Pulling the JOSS paper article repo

We’ve written a JOSS paper for binary_c-python, which is stored in https://gitlab.com/dhendriks/paper_joss_binarycpython, but is also added as a submodule to this repository. To initialise and pull the repo as a submodule, run

git submodule update --init --recursive

FAQ/Issues:

Here we provide a non-exhaustive list of some issues we encountered and solutions for these:

Building issues with binary_c itself:

  • see the documentation of binary_c (in doc/).

  • If you have MESA installed, make sure that the $MESASDK_ROOT/bin/mesasdk_init.sh is not sourced. It comes with its own version of some programs, and those can interfere with installing.

When Pip install fails:

  • Run the installation with -v and/or --log <logfile> to get some more info

  • If gcc throws errors like gcc: error: unrecognized command line option ‘-ftz’; did you mean ‘-flto’?, this might be due to that the python on that system was built with a different compiler. It then passes the python3.6-config –cflags to the binarycpython installation, which, if done with gcc, will not work. Try a different python3.6. I suggest using pyenv to manage python versions. If installing a version of python with pyenv is not possible, then try to use a python version that is avaible to the machine that is built with the same compiler as binary_c was built with.

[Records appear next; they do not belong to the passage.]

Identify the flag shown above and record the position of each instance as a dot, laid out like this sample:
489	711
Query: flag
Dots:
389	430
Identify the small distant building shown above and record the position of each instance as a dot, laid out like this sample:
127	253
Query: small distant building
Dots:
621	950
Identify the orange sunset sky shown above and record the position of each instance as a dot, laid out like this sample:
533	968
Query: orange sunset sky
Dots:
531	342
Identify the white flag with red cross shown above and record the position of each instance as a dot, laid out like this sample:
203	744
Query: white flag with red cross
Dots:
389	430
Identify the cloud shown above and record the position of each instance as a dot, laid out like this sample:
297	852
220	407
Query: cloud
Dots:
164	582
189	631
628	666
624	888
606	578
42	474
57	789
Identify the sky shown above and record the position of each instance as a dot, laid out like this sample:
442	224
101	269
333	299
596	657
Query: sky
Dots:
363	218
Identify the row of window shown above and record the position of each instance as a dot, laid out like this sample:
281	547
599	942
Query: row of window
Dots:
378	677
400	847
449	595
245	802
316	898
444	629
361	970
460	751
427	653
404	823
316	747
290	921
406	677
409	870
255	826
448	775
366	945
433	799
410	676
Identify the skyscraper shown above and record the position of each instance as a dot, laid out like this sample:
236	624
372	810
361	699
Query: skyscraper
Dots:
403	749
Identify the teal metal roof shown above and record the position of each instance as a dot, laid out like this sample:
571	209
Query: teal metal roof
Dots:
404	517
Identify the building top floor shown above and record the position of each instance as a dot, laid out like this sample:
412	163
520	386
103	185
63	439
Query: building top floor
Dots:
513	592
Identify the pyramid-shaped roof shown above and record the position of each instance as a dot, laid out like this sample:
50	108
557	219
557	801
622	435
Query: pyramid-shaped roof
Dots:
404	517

  • if pip installation results in No files/directories in /tmp/pip-1ckzg0p9-build/pip-egg-info (from PKG-INFO), try running it verbose (-v) to see what is actually going wrong.

  • If pip terminates with the error FileNotFoundError: [Errno 2] No such file or directory: ‘<…>/binary_c-config’ Then make sure that the path to your main $BINARY_C directory is set correctly.

Other:

  • When running jupyter notebooks, make sure you are running the jupyter installation from the same virtual environment.

  • When the output of binary_c seems to be different than expected, you might need to rebuild this python package. Everytime binary_c is compiled, this package needs to be rebuilt too.